We find that the optimal asset allocation strategy for a sovereign state fund involves a state-dependent allocation to three building blocks, a performance-seeking portfolio (PSP), typically heavily invested in equities, an endowment-hedging portfolio (EHP), customised to meet the risk exposure in the sovereign wealth fund endowment streams, and a liability-hedging portfolio (LHP), heavily invested in bonds for interest rate hedging motives, and in assets exhibiting attractive inflation-hedging properties, when the implicit or explicit liabilities of the SWFs exhibit inflation indexation, as well as separate hedging demands for risk factors impacting the investment opportunity set.

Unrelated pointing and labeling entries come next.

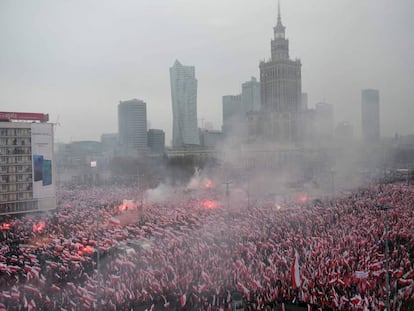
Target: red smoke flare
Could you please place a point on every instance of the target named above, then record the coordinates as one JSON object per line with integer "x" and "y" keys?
{"x": 5, "y": 226}
{"x": 38, "y": 228}
{"x": 208, "y": 184}
{"x": 210, "y": 204}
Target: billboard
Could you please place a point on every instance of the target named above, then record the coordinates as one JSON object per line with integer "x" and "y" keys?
{"x": 42, "y": 160}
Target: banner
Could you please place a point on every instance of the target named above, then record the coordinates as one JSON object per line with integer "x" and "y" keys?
{"x": 42, "y": 160}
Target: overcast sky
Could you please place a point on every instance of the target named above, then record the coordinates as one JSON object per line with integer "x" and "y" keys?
{"x": 77, "y": 59}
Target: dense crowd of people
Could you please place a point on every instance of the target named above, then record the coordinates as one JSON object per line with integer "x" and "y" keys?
{"x": 193, "y": 252}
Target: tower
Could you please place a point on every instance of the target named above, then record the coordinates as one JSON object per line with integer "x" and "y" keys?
{"x": 184, "y": 105}
{"x": 280, "y": 79}
{"x": 370, "y": 114}
{"x": 132, "y": 125}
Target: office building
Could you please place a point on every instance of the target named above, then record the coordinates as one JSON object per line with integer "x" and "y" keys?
{"x": 156, "y": 140}
{"x": 132, "y": 127}
{"x": 250, "y": 96}
{"x": 184, "y": 105}
{"x": 281, "y": 101}
{"x": 27, "y": 164}
{"x": 232, "y": 112}
{"x": 324, "y": 121}
{"x": 370, "y": 115}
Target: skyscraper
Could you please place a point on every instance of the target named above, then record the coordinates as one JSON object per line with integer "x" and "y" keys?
{"x": 232, "y": 112}
{"x": 370, "y": 115}
{"x": 280, "y": 79}
{"x": 324, "y": 121}
{"x": 184, "y": 105}
{"x": 132, "y": 125}
{"x": 156, "y": 140}
{"x": 250, "y": 96}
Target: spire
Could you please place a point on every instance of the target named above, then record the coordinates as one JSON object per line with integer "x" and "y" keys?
{"x": 279, "y": 19}
{"x": 279, "y": 29}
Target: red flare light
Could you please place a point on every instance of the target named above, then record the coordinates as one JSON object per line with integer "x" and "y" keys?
{"x": 210, "y": 204}
{"x": 303, "y": 199}
{"x": 87, "y": 250}
{"x": 5, "y": 226}
{"x": 208, "y": 184}
{"x": 38, "y": 228}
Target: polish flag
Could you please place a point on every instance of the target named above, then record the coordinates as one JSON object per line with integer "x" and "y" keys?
{"x": 294, "y": 270}
{"x": 114, "y": 221}
{"x": 183, "y": 300}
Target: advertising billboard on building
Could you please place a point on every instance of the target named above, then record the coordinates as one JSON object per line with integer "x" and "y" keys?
{"x": 42, "y": 157}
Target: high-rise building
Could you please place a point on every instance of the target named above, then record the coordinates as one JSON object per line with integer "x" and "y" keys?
{"x": 132, "y": 126}
{"x": 304, "y": 101}
{"x": 370, "y": 115}
{"x": 109, "y": 143}
{"x": 184, "y": 105}
{"x": 156, "y": 140}
{"x": 232, "y": 112}
{"x": 27, "y": 163}
{"x": 344, "y": 132}
{"x": 280, "y": 80}
{"x": 250, "y": 96}
{"x": 324, "y": 120}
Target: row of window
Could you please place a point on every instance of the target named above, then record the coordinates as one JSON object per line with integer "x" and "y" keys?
{"x": 15, "y": 150}
{"x": 19, "y": 141}
{"x": 16, "y": 187}
{"x": 18, "y": 206}
{"x": 8, "y": 169}
{"x": 24, "y": 159}
{"x": 13, "y": 178}
{"x": 15, "y": 132}
{"x": 8, "y": 197}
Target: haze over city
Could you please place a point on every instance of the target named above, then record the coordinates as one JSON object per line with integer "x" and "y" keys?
{"x": 76, "y": 60}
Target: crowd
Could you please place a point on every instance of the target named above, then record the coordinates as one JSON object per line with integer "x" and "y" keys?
{"x": 188, "y": 255}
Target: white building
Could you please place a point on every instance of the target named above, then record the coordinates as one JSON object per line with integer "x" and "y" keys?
{"x": 132, "y": 126}
{"x": 250, "y": 96}
{"x": 184, "y": 105}
{"x": 370, "y": 115}
{"x": 27, "y": 163}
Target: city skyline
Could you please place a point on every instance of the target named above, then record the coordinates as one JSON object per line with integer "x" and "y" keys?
{"x": 95, "y": 55}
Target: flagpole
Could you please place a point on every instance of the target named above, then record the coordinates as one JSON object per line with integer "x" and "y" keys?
{"x": 98, "y": 262}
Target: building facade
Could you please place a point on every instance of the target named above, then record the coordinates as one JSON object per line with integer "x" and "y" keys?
{"x": 184, "y": 105}
{"x": 370, "y": 116}
{"x": 250, "y": 96}
{"x": 132, "y": 127}
{"x": 27, "y": 164}
{"x": 156, "y": 140}
{"x": 232, "y": 112}
{"x": 324, "y": 121}
{"x": 281, "y": 89}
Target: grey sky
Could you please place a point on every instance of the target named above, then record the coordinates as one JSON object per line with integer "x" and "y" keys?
{"x": 77, "y": 59}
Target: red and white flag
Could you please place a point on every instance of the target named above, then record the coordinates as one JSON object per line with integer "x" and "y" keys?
{"x": 114, "y": 221}
{"x": 294, "y": 270}
{"x": 183, "y": 300}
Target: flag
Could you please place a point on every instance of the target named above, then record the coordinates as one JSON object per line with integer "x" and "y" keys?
{"x": 183, "y": 300}
{"x": 114, "y": 221}
{"x": 294, "y": 270}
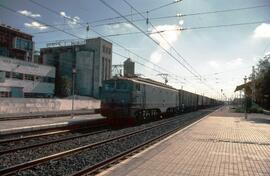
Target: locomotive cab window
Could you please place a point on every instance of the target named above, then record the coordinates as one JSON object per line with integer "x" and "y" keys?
{"x": 109, "y": 86}
{"x": 121, "y": 85}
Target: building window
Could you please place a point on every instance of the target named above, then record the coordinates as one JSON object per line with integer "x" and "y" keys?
{"x": 4, "y": 94}
{"x": 29, "y": 77}
{"x": 17, "y": 75}
{"x": 7, "y": 74}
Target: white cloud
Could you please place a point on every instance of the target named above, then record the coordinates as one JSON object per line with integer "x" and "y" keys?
{"x": 118, "y": 28}
{"x": 262, "y": 31}
{"x": 170, "y": 33}
{"x": 72, "y": 20}
{"x": 28, "y": 13}
{"x": 156, "y": 56}
{"x": 36, "y": 25}
{"x": 235, "y": 63}
{"x": 214, "y": 64}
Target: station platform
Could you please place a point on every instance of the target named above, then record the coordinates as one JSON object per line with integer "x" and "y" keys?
{"x": 222, "y": 143}
{"x": 28, "y": 125}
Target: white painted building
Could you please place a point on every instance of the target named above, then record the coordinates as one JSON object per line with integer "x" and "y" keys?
{"x": 20, "y": 78}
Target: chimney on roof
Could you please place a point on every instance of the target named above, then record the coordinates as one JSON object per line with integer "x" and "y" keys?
{"x": 129, "y": 68}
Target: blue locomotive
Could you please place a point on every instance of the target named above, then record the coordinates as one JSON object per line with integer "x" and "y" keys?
{"x": 130, "y": 100}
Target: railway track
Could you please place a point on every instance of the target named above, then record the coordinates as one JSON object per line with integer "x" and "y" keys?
{"x": 7, "y": 117}
{"x": 94, "y": 155}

While the first PSP building block is the standard highest riskreward component in any investor’s portfolio, the EHP and LHP building blocks must be customised to meet the tailored needs of each specific sovereign wealth fund.

In an application to oil-based sovereign funds with inflationlinked benchmarks, we conduct an empirical analysis of the oil- and inflation-hedging properties of several traditional and alternative asset classes that can be used as ingredients within this building block using a restricted vector autoregressive (VAR) model. Overall, it appears that the development of an assetliability management analysis of sovereign wealth funds has potential important implications in terms of the emergence of new forms of financial engineering techniques for the design of customised building blocks aiming at facilitating the implementation of genuinely dedicated ALM and risk management solutions for these longterm investors. The PSP/EHP/LHP approach can in fact be seen as the extension to sovereign wealth funds of the liability-driven investing (LDI) paradigm developed in the pension fund industry.

 

Challenges remain

 

In terms of implementation, a number of challenges remain, including the need to reconcile the top-down asset allocation decisions with bottom-up security selection decisions. Indeed, the asset allocation decisions analysed in our research relate to the design of the long-term strategic allocation for SWFs, with an associated optimal exposure to rewarded risk factors.